At first glance, it seems that the CV method shows weak results if judged only by subjective assessment, despite high numerical metrics. This is because metrics such as PSNR and SSIM often do not account for the impact of visual artifacts. The visual quality deteriorates due to the specifics of the algorithm and the insufficient adaptation of metrics to account for these features.

 average values of quality metrics

The average values of each quality metric calculated across various technologies or models

These averages provide an overall benchmark, highlighting the general effectiveness and limitations of the selected tools. By comparing individual technology scores against these averages, we can identify which tools perform above or below the average, helping inform future decisions on tool selection.

Here are all the results of the photo restoration experiment side by side:

Original image

Original image

Real-ESRGAN

Real-ESRGAN

OpenCV

OpenCV

BOPBL

BOPBL

OpenCV and Real-ESRGAN

OpenCV and Real-ESRGAN

BOPBL and Real-ESRGAN

BOPBL and Real-ESRGAN

Conclusion and future plans

Through our experiments, we arrived at the following results:

  • Optimal processing sequence for restoring old photographs of Japanese Spitzes is to use BOPBL for restoration, and then Real-ESRGAN for enhancing details. Alternatively, to avoid excessive denoising, you can rely solely on Real-ESRGAN. 
  • Discarding some methods, such as U-Net with denoising and GFPGAN, allowed us to save time and resources without sacrificing quality.
  • Using metrics enabled us to objectively assess the quality of various methods and select the best one.

To objectively assess image restoration quality, we plan to create a unified metric system that considers visual features and artifacts. This system will combine existing metrics with new methods for evaluating textures, sharpness, noise removal, and artifacts.

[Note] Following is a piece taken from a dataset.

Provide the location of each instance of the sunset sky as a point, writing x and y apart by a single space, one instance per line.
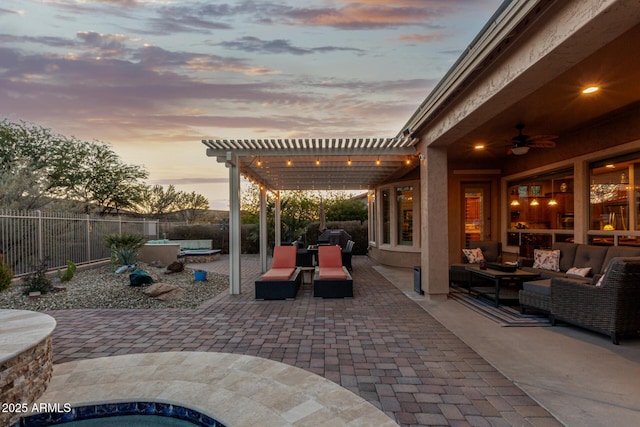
152 78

With this comprehensive approach, we aim to avoid discrepancies between metric values and actual visual quality, providing a clearer picture of algorithm performance.

The system will help compare technologies and improve them using real data, leading to higher quality in image restoration tasks.

We love AI challenges here at Furnets. Have an interesting one? Drop us a line to discuss future collaboration.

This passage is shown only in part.